Fullilove forecasts a dire near future in this cli-fi dystopian novel. Global warming and melting ice caps in the mid-21st century have led to land masses suddenly submerging while sea levels pitilessly rise under pounding superstorms and serial hurricanes. Cuba, New York state, Florida, and California drown. In Washington, D.C., the climate change–denying Republican government —laden with racist, religious conservatives—is overthrown by rogue general Cody Freeman, who secretly took environmental predictions seriously. Freeman institutes a secret plan called Project Overlord, replacing do-nothing Washington politicians with a harsh military police/prison state. New “detention centers” sprout everywhere; millions of refugees are killed outright (with a special emphasis on minorities); and the U.S. capital moves to Cleveland. America’s nuclear weapons go on high alert against foes Russia and China.
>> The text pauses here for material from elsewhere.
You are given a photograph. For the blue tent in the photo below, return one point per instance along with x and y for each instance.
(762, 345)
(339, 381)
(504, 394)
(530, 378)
Regarding China, a 2019 flashback shows Victor Frankenstein–esque scientists gene-splicing endangered polar bears to enable them to survive the altered environment, with increased intelligence, size, and teeth. Now, these “mogli” creatures are ubiquitous, amphibious alpha predators. The backstory is delivered in a mosaic of flashbacks while, in the present, a multiethnic Overlord troubleshooting team is led by an attractive, deadly Cuban American ex-cop named Madison Cervantes. Badass survivors of incarcerations, rapes, ethnic cleansings, and mogli maraudings, the squad undertakes suicidal salvage missions to stabilize the crumbling nation’s economy and infrastructure. The author’s typhoon-force storytelling chops do not quite propel this series opener all the way through. But the prose will often keep eyeballs riveted, though an ending leaves much dangling for the sequel. Category 5 racial pathologies (echoing Hurricane Katrina and George Floyd) tinge the disaster stuff while the eco-preaching, if not exactly muted, still takes a back seat to slam-bang action. The monsters make a nostalgic throwback to those beasts-on-the-loose thrillers published in the wake of Peter Benchley’s Jaws. Yet Fullilove’s big, juicy question is whether Freeman really is a foul villain (He makes “Hitler look like an innocent schoolboy!”) or a tragic, pragmatic strongman, prepared to sacrifice himself to save a shattered homeland. Cli-fi fans will be tempted to read the over-the-top story in one sitting.
Partisan power grabs and sea monsters swirl in this engaging, adrenaline-charged cli-fi tale.